Iklim adalah sebuah sistem yang sangat kompleks, sistem yang saling berinteraksi antara atmosfer, permukaan tanah, salju, es, samudra, sungai, dan makhluk hidup. Atmosfer adalah komponen sistem iklim yang terbesar, sistem iklim selalu berubah setiap waktu di bawah pengaruh dinamika internalnya sendiri dan juga karena perubahan faktor-faktor eksternal yang dapat mempengaruhi iklim. Gangguan eksternal meliputi fenomena alam seperti letusan gunung berapi, variasi radiasi matahari, serta manusia yang menyebabkan perubahan dalam komposisi atmosfer.



2.4.1 Sirkulasi Atmosfer

Energi yang diperoleh dari matahari dan dorongan dari permukaan bumi, maka atmosfer bergerak dan terbentuk pola aliran tertentu yang disebut peredaran atmosfer. Daerah tropik menerima lebih banyak pancaran matahari sehingga dari daerah tropik menjadi daerah tekanan rendah, sedangkan daerah yang kurang menerima pancaran matahari menjadi daerah tekanan tinggi. Perbedaan tekanan antara daerah tersebut mendorong udara di daerah tekanan tinggi menuju daerah tekanan rendah.



2.4.2 El Nino dan La Nina

El Nino merupakan fenomena global dari sistem interaksi lautan atmosfer yang ditandai memanasnya suhu muka laut di Ekuator Pasifik Timur Nino3 (lihat Gambar 2.4), atau anomali suhu muka laut di daerah tersebut positif (lebih panas dari rata-ratanya).

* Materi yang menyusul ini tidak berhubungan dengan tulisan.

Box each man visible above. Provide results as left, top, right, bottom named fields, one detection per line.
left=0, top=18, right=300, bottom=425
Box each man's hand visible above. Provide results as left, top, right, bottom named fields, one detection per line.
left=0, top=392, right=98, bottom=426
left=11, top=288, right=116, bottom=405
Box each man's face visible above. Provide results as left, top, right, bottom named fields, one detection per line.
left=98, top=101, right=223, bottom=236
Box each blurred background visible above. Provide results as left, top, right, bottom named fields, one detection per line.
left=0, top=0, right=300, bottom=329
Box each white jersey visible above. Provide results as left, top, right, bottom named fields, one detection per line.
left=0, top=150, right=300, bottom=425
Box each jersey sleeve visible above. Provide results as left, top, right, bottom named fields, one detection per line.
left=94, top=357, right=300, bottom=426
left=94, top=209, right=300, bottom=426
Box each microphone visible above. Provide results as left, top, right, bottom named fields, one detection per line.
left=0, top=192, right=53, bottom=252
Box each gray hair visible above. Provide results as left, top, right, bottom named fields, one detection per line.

Fenomena El Nino secara umum menyebabkan curah hujan di sebagian besar wilayah Indonesia berkurang. Namun demikian, karena luasnya wilayah Indonesia, tidak seluruh wilayah Indonesia dipengaruhi oleh fenomena El Nino.





























Gambar 2.3. Sirkulasi Walker saat El Nino dan La Nina (Trenbert, 1996)



Sedangkan La Nina merupakan kebalikan dari El Nino ditandai dengan anomali suhu muka laut negatif (lebih dingin dari rata-ratanya) di ekuator pasifik tengah (Nino3.4). Fenomena La Nina secara umum menyebabkan curah hujan di Indonesia meningkat. Demikian halnya El Nino, dampak La Nina tidak berpengaruh ke seluruh wilayah Indonesia. Indikasi lain yang digunakan dalam memprediksi terjadinya El Nino dan La Nina adalah menggunakan data Soutern Oscillation Indeks (SOI) yang mengindikasikan terjadinya perubahan pola pergerakan sirkulasi Walker dari Tahiti ke Darwin dan sebaliknya.













Gambar 2.4. Pembagian wilayah Nino (Trenbert, 1996)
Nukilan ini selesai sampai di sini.